Il giorno dopo le/gli occupanti incontrano l’amministrazione comunale, ma le aperture al dialogo sbandierate Merola solo pochi giorni prima sono già un ricordo: il sindaco “non ci ha fatto alcuna proposta concreta, né ha tracciato un percorso o una tempistica per rispondere al bisogno di partecipazione che in questi giorni si è espresso con forza in città”, fa sapere il Community Center nella notte tra il 15 e il 16. “Se non se ne vanno è opportuno un intervento delle forze dell’ordine”, cala definitivamente la maschera (sic!) il sindaco, spalleggiato dal suo assessore forte e coordinatore di Giunta, Matteo Lepore, attuale sindaco della città, che dichiara: “Escano in fretta”.
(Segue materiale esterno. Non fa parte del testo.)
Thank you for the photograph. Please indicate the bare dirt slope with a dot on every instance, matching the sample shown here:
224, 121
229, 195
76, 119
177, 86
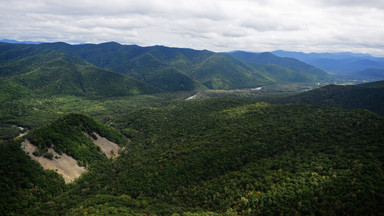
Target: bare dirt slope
110, 149
62, 164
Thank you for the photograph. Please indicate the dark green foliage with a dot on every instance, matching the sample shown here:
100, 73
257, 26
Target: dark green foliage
213, 70
242, 157
48, 73
293, 69
67, 135
364, 96
23, 183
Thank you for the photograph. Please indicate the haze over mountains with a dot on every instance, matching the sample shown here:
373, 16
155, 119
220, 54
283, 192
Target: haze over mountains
174, 131
344, 65
169, 69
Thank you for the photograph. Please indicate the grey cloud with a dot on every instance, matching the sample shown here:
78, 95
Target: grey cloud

Quale sia il vero volto di Palazzo D’Accursio, del resto, si è visto appena il giorno prima sulla pelle delle/i migranti che da lungo tempo si trovano costrette/i a vivere per strada fuori dal centro di accoglienza Beltrame di via Sabatucci. La sede del centro sociale Vag61 è proprio lì di fianco e questo è l’episodio, “gravissimo”, reso noto dal collettivo: “Un ingente spiegamento di Polizia municipale e Carabinieri in tenuta antisommossa ha militarizzato la zona di via Sabatucci per identificare le persone che ormai da mesi si accampano lì per passare la notte e sequestrare loro le coperte (in parte fatte distribuire, per tragico paradosso, dalla stessa amministrazione). Da queste stesse persone abbiamo saputo che le forze dell’ordine hanno anche scavalcato la recinzione invadendo il cortile del nostro spazio libero autogestito, dove ogni notte decine di migranti si riparano sotto la tettoia che abbiamo attrezzato per quanto possibile così da offrire un po’ di riparo in più”.
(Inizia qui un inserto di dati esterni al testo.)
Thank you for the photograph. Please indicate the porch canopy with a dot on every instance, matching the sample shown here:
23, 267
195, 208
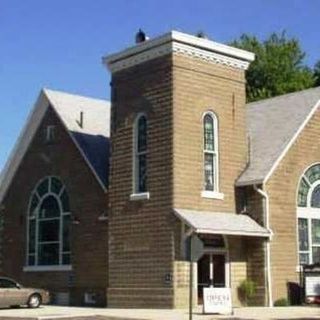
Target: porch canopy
221, 223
Come promesso da Merola, lo sgombero dell’ex Arcobaleno arriva presto: la mattina del 16 novembre almeno 50 agenti tra Polizia e Carabinieri arrivano in piazza Re Enzo, le/gli Insolventi si radunano all’ingresso e rifiutano di allontanarsi, costringendo le forze dell’ordine a spostarle/i di peso. In seguito a carico delle/gli occupanti arriveranno ben 59 denunce da parte dell’autorità giudiziaria.
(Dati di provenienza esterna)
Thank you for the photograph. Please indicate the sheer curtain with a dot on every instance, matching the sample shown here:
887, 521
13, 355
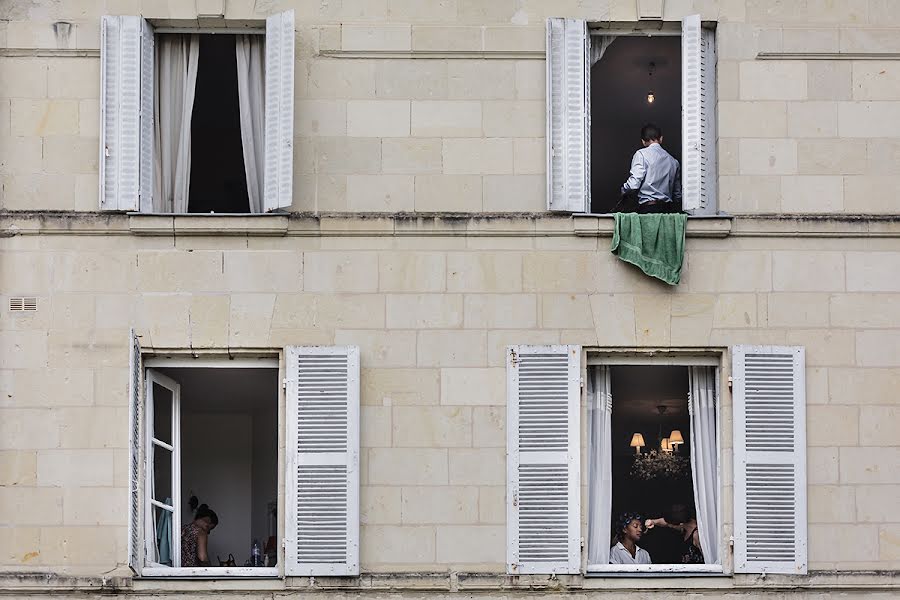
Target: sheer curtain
704, 463
599, 465
251, 55
176, 81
Lo sgombero dell’ex cinema pone così fine al Community Center, ma non all’esperienza di Santa Insolvenza che ancora per diverso tempo continuerà ad apparire in città ed agitarne le acque. Uno strascico molto pesante riguarderà purtroppo il collettivo Bartleby: a pochi giorni dallo sgombero dell’Arcobaleno, l’amministrazione comunale annuncerà (per bocca dell’assessore alla Cultura, Alberto Ronchi) la decisione di interrompere il confronto aperto da tempo con il collettivo per l’individuazione di una nuova sede, visto che l’Università si era rifiutata di rinnovare la convenzione per l’utilizzo dei locali di via San Petronio Vecchio assegnati alle/gli attivisti (il cui sgombero arriverà poi all’inizio del 2013). “In questa vera e propria operazione di rappresaglia dell’amministrazione comunale nei nostri confronti, si può leggere la volontà politica di costruire assai opinabili distinzioni fra buoni e cattivi, fra spazi compatibili cui fare concessioni unilaterali e percorsi rispetto ai quali il dialogo è subordinato alla dismissione di determinati percorsi politici”, commenta Bartleby.